L’hôtellerie monte au front

«Cela va dans la bonne direction, mais nous n’allons pas lâcher l’affaire», affirme Ariane Rustichelli, directrice de l’OSE. Jusqu’à présent, le gouvernement n’a pas répondu à la demande du lobby des Suisses de l’étranger.

Le secteur de la gastronomie et du tourisme s’insurge de son côté contre les projets actuels. Les spécialistes du tourisme préviennent qu’à partir de lundi, les clientes et clients étrangers devront dîner dans leur chambre ou dans des pièces séparées, sous peine d’être constamment contrôlés.

Andreas Züllig, président d’Hotelleriesuisse, a déclaré au journal alémanique «Blick»: «Il y aura alors des personnes issues de marchés entiers qui n’entreront pas du tout.» Les hôtes de la Chine, des pays du Golfe et de l’Inde, qui sont très importants pour la Suisse, sont particulièrement désavantagés.

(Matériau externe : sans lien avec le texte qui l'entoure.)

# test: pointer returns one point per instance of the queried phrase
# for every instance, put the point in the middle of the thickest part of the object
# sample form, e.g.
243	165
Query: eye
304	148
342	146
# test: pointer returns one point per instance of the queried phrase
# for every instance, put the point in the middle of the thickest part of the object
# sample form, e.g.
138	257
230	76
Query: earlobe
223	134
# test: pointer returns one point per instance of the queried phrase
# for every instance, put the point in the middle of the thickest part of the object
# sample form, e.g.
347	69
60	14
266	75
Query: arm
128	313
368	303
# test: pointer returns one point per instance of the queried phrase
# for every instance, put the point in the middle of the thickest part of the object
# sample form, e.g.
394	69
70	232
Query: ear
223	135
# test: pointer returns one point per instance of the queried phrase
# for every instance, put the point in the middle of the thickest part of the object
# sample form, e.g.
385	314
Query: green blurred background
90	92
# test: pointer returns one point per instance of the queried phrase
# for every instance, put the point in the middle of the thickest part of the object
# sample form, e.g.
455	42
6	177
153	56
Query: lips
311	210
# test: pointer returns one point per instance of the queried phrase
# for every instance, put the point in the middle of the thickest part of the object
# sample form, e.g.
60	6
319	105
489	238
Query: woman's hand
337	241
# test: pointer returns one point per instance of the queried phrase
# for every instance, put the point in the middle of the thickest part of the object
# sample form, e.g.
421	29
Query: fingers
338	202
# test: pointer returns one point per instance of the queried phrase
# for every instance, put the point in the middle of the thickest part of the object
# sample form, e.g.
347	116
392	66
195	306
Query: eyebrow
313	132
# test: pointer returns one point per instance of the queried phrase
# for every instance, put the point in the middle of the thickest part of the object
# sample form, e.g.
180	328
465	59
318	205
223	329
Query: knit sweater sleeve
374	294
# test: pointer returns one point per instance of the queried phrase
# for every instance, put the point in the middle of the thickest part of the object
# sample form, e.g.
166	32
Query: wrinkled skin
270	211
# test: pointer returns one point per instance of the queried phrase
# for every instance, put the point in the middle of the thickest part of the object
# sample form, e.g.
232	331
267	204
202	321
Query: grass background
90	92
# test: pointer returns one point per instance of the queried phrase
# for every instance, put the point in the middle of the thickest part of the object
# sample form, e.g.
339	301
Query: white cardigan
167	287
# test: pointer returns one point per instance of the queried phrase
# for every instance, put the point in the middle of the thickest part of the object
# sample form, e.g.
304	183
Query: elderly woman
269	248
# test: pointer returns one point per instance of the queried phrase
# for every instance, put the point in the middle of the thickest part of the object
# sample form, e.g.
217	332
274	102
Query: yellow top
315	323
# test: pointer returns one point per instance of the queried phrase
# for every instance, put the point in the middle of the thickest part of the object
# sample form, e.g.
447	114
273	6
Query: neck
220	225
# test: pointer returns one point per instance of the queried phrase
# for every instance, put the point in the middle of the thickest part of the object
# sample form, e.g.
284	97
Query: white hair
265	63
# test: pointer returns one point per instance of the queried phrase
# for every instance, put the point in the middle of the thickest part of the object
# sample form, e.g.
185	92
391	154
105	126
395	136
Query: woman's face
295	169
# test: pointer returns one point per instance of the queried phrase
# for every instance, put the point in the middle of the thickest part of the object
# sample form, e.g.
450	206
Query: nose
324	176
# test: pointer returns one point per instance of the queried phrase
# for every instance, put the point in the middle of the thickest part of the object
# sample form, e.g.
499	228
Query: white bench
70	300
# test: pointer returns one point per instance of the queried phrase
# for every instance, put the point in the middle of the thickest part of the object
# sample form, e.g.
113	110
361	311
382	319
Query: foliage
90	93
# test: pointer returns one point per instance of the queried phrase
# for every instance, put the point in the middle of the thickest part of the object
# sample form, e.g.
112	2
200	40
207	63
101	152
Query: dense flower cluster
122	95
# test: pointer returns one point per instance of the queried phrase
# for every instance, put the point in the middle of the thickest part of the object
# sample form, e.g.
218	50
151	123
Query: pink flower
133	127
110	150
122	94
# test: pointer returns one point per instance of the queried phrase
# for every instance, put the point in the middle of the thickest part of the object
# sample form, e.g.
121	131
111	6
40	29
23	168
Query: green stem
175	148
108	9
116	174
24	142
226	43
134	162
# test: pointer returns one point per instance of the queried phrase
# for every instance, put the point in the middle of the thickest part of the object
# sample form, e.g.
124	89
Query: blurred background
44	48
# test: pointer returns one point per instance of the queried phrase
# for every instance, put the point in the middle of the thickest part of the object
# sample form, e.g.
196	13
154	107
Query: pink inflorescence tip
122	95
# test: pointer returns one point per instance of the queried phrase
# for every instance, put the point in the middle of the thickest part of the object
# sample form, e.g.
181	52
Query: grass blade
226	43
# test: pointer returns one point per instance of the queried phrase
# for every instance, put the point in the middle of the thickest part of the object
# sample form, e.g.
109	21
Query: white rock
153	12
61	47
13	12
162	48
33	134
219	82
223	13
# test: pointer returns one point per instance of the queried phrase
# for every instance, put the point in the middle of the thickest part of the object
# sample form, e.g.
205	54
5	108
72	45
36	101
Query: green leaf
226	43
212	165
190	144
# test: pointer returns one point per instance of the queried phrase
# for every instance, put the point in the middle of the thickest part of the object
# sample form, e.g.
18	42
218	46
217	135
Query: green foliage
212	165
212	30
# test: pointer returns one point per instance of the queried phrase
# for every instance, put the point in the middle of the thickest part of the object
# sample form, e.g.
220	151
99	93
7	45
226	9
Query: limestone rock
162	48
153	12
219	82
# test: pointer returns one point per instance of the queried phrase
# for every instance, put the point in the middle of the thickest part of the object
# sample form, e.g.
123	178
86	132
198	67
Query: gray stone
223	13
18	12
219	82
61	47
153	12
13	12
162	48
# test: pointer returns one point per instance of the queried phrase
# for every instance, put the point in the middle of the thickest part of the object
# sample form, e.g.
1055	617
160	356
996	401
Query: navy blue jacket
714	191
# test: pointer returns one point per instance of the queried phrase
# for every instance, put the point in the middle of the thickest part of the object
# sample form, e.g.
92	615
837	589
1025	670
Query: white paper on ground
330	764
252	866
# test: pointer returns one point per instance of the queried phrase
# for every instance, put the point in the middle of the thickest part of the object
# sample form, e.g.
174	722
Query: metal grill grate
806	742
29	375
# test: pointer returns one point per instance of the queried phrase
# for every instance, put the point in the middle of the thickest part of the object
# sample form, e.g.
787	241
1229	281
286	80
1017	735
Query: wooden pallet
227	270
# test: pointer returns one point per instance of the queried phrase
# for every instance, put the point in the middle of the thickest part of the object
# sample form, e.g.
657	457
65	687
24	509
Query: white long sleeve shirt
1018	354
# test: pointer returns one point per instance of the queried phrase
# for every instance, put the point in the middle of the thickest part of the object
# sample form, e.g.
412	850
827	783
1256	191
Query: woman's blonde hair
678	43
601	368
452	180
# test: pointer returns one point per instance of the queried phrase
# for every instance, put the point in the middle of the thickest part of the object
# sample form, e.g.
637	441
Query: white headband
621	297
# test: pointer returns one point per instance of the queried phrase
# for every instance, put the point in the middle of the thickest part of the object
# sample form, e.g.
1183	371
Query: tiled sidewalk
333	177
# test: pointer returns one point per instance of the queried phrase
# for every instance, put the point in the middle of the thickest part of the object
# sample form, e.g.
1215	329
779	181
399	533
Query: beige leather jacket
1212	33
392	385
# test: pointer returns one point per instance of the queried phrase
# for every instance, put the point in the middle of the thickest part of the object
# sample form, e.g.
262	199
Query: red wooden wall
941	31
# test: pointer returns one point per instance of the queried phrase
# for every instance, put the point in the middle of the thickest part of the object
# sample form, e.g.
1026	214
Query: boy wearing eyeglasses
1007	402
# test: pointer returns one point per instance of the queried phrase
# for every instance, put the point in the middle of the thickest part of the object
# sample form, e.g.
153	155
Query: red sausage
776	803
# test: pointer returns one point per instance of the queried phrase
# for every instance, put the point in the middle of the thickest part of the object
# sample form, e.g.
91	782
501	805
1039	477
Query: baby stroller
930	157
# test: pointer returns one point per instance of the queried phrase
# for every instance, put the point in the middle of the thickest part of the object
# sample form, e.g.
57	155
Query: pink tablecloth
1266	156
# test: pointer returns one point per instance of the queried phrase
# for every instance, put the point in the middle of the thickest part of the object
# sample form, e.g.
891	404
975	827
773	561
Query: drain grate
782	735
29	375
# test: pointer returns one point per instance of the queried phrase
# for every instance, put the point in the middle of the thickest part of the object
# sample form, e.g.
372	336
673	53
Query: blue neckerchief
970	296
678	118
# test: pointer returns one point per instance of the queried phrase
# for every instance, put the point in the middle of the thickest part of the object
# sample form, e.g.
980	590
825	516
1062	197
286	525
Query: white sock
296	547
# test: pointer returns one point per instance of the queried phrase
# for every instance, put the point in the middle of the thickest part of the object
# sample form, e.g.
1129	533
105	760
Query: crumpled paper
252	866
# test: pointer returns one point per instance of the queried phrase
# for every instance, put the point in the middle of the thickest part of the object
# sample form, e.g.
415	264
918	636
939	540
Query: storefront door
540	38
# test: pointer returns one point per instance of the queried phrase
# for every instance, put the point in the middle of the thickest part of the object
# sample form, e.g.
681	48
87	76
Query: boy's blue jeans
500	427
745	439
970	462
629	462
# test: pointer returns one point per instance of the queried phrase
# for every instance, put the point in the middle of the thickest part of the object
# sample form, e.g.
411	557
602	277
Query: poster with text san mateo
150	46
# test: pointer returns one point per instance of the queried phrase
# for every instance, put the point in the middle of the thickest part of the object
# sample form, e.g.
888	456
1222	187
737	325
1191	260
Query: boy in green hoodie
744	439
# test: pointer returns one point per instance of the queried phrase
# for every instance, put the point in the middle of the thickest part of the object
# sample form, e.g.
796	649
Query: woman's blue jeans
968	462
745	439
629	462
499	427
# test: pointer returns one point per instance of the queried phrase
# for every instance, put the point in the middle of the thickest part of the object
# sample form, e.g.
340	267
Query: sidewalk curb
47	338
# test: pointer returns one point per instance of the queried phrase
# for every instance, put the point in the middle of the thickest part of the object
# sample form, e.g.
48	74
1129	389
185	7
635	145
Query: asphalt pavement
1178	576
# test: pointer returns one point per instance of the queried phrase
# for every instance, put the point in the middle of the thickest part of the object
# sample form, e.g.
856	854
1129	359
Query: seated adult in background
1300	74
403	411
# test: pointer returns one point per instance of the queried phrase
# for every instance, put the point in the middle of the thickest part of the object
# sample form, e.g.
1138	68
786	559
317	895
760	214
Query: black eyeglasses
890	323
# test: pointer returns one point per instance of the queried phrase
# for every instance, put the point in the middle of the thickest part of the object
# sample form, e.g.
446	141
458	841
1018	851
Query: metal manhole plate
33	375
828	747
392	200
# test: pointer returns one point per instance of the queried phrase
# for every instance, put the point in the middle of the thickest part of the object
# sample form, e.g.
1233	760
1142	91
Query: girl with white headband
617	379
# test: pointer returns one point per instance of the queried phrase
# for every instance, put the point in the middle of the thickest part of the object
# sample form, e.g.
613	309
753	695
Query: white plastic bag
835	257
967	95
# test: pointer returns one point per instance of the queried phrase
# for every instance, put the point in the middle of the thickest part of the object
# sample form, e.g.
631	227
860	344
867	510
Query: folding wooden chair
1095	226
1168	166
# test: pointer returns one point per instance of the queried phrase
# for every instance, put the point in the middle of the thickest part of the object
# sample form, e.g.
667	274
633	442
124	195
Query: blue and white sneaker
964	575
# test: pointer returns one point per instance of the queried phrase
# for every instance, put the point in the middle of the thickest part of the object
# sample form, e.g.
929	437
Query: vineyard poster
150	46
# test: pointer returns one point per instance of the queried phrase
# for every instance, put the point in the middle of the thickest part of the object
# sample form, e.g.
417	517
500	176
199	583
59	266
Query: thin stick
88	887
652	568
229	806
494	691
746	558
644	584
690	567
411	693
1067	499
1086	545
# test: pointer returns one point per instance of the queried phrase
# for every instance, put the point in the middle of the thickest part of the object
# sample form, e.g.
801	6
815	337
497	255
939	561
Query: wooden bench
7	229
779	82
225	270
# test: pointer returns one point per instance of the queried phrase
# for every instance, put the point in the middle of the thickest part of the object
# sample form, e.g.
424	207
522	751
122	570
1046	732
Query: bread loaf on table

Des touristes indiens sur le Jungfraujoch. Keystone / Alessandro Della Bella

Ne pas fâcher Bruxelles

La question pourrait bientôt s’inviter dans les débats parlementaires. Conseiller national (député) libéral-radical (PLR/droite) et membre du Conseil de l’Organisation des Suisses de l’étranger, Laurent Wehrli pourrait mettre le sujet à l’agenda de la prochaine session parlementaire, qui débute la semaine prochaine. Il attend que le Conseil fédéral annonce la liste des vaccins à reconnaître mercredi prochain, «avant que je me décide à soumettre une intervention parlementaire.» 

Nicolo Paganini est président de la Fédération suisse du tourisme et également membre du Conseil national (Centre). Il s’abstient pour l’instant d’emprunter la voie parlementaire. «On perd beaucoup de temps avec une motion», dit-il à SWI swissinfo.ch, ajoutant que le problème doit être résolu plus rapidement.

Aux yeux de Nicolo Paganini, le point de friction réside dans la relation entre la Suisse et l’Union européenne. Pour la Confédération et le secteur du tourisme, la reconnaissance du certificat suisse dans l’UE est importante. «Ils ne veulent pas prendre de risque», dit-il. D’où la peur de reconnaître unilatéralement les vaccins qui ne figurent pas sur la liste de l’UE. «Néanmoins, des améliorations sont encore nécessaires», estime-t-il. La Fédération suisse du tourisme mène des discussions à cet effet.